What’s the sound of 300 Belarusian Jews singing a Yiddish song? The participants of the recent JDC-supported 4th Minsk Havruta found out firsthand when they showed up for a study session with fluent Yiddish speaker and informal education specialist Motl Gordon.
A Havruta is a social, interactive form of Jewish learning—basically, an opportunity for people to come together and teach one another about an interesting Jewish topic. It doesn’t have to be text-based, it doesn’t rely on any previous knowledge, and there aren’t any strict format rules for the seminars. Instead, it’s an opportunity to explore new ideas, debate, dance, and sing with new people who turn out to be interested in the same Jewish things you are.

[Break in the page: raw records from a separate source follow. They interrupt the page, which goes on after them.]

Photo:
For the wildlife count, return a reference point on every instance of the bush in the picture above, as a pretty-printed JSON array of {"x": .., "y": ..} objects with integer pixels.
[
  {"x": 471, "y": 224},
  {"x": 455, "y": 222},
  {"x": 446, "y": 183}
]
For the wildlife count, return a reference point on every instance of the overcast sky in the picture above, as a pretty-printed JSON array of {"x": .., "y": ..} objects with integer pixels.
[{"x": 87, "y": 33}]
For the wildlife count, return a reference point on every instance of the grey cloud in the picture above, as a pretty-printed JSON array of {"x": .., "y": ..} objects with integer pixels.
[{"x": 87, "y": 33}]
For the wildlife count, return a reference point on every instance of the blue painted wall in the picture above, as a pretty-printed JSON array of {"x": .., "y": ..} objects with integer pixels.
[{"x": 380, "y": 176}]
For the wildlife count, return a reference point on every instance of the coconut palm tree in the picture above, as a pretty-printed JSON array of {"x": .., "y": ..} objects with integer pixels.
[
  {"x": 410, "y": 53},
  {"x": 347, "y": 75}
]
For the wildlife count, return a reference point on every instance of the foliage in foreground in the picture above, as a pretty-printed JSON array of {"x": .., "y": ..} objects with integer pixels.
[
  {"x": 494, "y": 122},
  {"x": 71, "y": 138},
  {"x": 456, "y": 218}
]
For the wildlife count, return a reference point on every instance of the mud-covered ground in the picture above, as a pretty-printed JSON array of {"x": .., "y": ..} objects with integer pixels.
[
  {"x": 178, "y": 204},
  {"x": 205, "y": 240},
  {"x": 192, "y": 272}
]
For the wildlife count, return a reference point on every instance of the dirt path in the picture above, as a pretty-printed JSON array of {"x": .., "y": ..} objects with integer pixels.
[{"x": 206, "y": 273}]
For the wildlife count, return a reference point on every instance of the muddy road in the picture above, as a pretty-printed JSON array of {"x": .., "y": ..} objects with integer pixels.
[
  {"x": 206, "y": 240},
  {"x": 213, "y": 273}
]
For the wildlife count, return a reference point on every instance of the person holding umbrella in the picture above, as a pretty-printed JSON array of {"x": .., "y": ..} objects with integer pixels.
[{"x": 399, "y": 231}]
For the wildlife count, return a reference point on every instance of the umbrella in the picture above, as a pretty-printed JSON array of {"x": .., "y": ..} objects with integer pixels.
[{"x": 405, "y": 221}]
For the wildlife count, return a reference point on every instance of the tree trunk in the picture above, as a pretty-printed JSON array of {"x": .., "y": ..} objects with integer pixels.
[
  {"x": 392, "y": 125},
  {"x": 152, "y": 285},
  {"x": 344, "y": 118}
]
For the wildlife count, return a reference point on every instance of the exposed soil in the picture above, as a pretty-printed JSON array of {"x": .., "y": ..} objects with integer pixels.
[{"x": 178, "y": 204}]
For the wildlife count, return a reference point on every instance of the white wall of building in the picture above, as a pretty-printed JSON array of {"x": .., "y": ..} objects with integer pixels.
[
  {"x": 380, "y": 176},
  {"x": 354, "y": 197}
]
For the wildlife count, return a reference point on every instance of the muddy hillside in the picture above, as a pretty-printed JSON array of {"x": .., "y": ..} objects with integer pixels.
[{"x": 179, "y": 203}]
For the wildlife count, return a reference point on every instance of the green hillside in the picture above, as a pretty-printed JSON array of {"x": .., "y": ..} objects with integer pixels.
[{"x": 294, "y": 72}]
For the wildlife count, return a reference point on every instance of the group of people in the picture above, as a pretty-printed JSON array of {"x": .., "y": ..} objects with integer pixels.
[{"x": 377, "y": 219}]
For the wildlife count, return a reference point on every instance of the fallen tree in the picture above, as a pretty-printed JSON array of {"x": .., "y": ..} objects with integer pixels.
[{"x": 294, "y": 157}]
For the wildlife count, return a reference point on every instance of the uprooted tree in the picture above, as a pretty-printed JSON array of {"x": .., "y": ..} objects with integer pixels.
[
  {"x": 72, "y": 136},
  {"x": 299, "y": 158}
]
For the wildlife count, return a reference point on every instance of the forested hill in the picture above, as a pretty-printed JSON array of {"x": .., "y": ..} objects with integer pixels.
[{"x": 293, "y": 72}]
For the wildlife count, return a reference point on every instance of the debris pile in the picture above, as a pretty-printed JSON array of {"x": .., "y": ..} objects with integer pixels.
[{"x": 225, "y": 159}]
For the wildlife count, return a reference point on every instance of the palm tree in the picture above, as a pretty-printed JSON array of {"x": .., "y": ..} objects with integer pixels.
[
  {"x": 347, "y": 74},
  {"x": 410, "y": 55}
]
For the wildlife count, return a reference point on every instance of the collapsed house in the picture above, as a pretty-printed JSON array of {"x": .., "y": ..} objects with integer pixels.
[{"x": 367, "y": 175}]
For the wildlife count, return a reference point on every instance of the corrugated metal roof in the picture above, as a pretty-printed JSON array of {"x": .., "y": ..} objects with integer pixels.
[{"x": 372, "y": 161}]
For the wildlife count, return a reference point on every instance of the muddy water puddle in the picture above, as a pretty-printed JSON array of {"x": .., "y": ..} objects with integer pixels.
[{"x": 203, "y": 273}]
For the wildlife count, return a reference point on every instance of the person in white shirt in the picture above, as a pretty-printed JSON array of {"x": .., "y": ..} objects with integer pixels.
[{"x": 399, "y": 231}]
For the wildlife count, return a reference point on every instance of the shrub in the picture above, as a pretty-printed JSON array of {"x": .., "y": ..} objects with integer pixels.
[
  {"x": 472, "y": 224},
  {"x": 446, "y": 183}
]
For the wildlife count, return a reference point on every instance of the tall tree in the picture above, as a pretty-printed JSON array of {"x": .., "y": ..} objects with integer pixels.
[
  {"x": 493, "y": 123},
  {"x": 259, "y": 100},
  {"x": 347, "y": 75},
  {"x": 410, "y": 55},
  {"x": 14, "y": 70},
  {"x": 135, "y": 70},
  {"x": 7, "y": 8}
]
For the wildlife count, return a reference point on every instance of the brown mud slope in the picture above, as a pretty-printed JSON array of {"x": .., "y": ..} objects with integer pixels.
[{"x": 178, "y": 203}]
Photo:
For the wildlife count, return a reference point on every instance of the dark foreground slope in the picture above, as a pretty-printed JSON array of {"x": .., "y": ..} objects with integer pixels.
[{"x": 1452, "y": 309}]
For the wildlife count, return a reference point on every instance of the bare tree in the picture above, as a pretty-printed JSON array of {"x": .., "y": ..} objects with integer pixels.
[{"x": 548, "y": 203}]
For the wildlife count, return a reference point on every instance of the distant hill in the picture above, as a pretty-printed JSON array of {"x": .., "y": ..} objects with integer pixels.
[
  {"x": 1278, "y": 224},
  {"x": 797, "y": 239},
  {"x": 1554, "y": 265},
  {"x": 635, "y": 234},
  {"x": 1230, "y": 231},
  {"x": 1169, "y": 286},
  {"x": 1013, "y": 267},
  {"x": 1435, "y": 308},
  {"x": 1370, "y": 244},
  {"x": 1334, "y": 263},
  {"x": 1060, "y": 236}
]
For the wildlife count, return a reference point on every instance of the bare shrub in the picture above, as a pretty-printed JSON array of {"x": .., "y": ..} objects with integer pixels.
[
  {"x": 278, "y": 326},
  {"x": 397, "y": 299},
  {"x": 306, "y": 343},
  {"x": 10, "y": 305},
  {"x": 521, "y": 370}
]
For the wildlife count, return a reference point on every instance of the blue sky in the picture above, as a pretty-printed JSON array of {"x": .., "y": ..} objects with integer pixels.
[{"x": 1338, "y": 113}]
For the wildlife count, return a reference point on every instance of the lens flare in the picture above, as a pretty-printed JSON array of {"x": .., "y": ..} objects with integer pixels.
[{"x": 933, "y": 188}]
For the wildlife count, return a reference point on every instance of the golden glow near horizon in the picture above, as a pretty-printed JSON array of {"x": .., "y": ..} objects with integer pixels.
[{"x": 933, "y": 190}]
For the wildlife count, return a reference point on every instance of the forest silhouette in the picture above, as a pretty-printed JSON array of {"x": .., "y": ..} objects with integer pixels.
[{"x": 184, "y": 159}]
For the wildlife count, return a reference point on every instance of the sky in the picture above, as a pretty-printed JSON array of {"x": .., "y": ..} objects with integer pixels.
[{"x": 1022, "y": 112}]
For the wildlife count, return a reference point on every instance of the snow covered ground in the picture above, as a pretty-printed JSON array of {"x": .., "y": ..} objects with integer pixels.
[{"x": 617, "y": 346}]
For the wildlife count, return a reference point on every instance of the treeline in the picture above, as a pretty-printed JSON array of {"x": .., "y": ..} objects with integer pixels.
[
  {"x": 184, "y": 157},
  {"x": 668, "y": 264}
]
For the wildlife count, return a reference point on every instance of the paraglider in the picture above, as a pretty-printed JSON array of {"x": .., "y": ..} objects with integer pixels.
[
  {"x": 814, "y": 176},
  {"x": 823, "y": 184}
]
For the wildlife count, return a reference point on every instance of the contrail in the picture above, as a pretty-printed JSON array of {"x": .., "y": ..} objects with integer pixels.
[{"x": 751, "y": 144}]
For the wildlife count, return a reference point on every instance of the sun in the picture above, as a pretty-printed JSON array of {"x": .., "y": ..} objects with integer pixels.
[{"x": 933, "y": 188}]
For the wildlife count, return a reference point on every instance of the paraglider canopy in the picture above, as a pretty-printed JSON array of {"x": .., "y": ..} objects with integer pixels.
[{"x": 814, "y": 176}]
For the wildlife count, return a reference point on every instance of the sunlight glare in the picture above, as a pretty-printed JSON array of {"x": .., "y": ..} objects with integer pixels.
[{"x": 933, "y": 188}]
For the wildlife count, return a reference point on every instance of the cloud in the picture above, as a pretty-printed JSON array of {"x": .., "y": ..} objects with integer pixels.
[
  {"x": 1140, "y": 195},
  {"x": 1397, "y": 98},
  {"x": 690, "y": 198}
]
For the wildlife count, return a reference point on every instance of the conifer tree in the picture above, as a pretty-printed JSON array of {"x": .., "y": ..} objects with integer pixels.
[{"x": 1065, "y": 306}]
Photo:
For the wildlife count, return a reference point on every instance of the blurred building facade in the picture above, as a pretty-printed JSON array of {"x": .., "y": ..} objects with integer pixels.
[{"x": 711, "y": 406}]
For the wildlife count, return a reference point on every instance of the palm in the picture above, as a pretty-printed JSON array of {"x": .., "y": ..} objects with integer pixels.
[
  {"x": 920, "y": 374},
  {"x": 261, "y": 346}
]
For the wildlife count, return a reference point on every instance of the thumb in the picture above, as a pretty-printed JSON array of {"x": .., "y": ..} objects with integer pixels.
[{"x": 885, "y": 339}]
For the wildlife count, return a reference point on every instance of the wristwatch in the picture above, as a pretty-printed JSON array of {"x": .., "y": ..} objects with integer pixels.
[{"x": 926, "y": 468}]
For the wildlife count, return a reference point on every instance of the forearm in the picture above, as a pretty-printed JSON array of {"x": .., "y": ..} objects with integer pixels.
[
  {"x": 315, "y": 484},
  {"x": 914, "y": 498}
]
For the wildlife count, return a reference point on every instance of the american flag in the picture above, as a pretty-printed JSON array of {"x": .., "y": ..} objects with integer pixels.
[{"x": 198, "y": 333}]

In Minsk, Belarus, that’s something pretty special. And that’s why 300 Belarusian Jews of all ages came out for this year’s event, which featured 16 guest speakers from Minsk, Odessa, Moscow, and St. Petersburg teaching a broad variety of Jewish topics in 20 locations throughout Minsk.
The event was made possible by the invaluable help of volunteers from every institution of Jewish life in Belarus. Today, that includes Hesed welfare centers, Jewish Family Service (JFOS), the Emuna Jewish Community Center, and Hillel. Kudos to all on this enormously successful event!